Una capital que, por su papel civilizador y su función como faro identitario de Europa, debería ser, en opinión de Meloni, la ciudad de Roma y no la de Bruselas.

¿Por qué no Santiago?

Obviamente, la aseveración de Meloni responde a una generalización, o simplificación, de lo que es la UE. Para empezar, la Unión Europea no tiene una capital, sino varias sedes de sus instituciones.

Cierto que Bruselas acoge la mayor parte de las oficinas comunitarias, además de la Comisión. El Consejo, sin embargo, tiene su sede en Bruselas, pero también en Luxemburgo.

El Parlamento Europeo tiene tres sedes: Bruselas, Estrasburgo y Luxemburgo, mientras que el Banco Central Europeo está en Fráncfort y el Tribunal de Justicia en Estrasburgo.

Parece una propuesta demencial, pero, por supuesto, existen argumentos. En concreto, ¿por qué no situar la capital europea en Santiago de Compostela?

No se trata de una elección al tuntún, sino una propuesta bien fundamentada. Hoy Santiago es una pequeña ciudad periférica que, si bien es capital de Galicia, ni si quiera es capital provincial.

Pero hubo un tiempo en que una Europa medieval, sumida en tiempos oscuros, dividida, arrasada por la peste y las guerras y asediada por el pujante poder islámico comenzó a mirar a Santiago de Compostela y comenzó a peregrinar su catedral convertida en una nueva Jerusalén.

De hecho, Santiago sigue conservando aún hoy ese poder de atracción cultural para todos los pueblos de Europa, que siguen peregrinando a su catedral. El año pasado completaron la ruta casi medio millón de personas, lo que sitúa a la capital gallega como uno de los grandes polos identitarios europeos con un destino indudablemente cristiano.

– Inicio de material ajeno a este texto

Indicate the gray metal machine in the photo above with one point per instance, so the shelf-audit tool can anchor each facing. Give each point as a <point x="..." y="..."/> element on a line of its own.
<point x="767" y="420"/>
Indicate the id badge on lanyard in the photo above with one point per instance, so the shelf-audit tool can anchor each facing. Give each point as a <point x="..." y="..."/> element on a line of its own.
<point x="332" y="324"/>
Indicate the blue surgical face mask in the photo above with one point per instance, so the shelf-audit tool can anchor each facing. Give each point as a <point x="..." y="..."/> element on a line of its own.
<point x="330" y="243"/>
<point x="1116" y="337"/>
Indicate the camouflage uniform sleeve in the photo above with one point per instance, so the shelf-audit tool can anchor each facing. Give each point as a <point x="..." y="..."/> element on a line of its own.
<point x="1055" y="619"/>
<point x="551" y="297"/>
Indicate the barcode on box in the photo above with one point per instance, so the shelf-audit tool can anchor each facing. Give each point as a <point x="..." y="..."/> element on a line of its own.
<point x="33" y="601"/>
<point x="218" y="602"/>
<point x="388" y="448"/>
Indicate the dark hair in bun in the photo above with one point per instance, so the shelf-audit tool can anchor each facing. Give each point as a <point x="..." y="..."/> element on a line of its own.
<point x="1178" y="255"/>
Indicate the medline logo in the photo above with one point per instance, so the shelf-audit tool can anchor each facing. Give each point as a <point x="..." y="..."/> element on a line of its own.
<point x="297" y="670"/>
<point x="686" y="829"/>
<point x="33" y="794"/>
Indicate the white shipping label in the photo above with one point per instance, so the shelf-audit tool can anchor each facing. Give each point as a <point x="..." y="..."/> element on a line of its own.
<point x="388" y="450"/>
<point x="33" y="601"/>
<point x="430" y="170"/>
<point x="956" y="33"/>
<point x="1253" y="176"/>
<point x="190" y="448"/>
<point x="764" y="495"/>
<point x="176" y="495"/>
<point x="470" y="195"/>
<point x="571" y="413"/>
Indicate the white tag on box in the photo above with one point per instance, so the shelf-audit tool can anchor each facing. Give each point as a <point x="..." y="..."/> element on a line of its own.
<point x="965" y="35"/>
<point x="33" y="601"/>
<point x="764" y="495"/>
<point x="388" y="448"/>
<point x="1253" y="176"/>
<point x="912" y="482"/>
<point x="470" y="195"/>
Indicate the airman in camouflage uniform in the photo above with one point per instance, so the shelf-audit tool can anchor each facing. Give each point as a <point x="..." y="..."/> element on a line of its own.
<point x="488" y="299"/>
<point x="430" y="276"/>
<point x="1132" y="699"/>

Desde el descubrimiento de la tumba del apóstol Santiago el Mayor en tiempos del obispo de Iría Flavia, Teodomiro, entre los años 820 y 830, la sede compostelana –tanto el antiguo templo como la actual gran catedral románica del siglo XII– centró la atención del mundo cristiano.

Pronto empezaron a llegar peregrinos procedentes de toda Europa a los que el hallazgo de la tumba de Santiago y el surgimiento de una nueva Ciudad Santa como destino de peregrinación dio nuevas esperanzas. Encontraron en Compostela el gran símbolo de perdón y salvación del alma que necesitaban.

En los siglos X y XI el Camino de Santiago era ya una ruta de peregrinación consolidada, tal vez la ruta de peregrinación más popular de Europa, y eso tuvo sus consecuencias.

A través de la ruta a Santiago circularon a lo largo de todo el continente europeo nuevas ideas artísticas, religiosas y políticas. El camino de Santiago permite la articulación de una identidad cristiana-europea común, uniformiza la cultura europea con la difusión del arte románico primero y gótico después.

Se expanden las órdenes religiosas y los reinos se construyen a lo largo de su recorrido (véase la articulación, por ejemplo, de los reinos cristianos de la España de la Reconquista).

Existe una cita (hoy considerada apócrifa) de Johan Wolfgang von Goethe que dice que «Europa se hizo peregrinando a Compostela». Se auténtica o no, esa cita resume muy bien lo que Europa le debe a España y a Compostela.

Llevando el asunto a la cultura popular actual, el escritor británico super ventas Ken Follet dedica en su best seller Los pilares de la tierra varios capítulos al camino de Santiago y a la catedral compostelana, y también él defiende el papel capital jugado por la tumba del apóstol en la construcción de la identidad europea.

Y si la Europa de hoy debe tanto o más a su construcción medieval que al Imperio Romano, y si esa construcción medieval tuvo su pilar en la peregrinación a Compostela, ¿por qué no situar la hipotética capital europea en Santiago en vez de en Roma?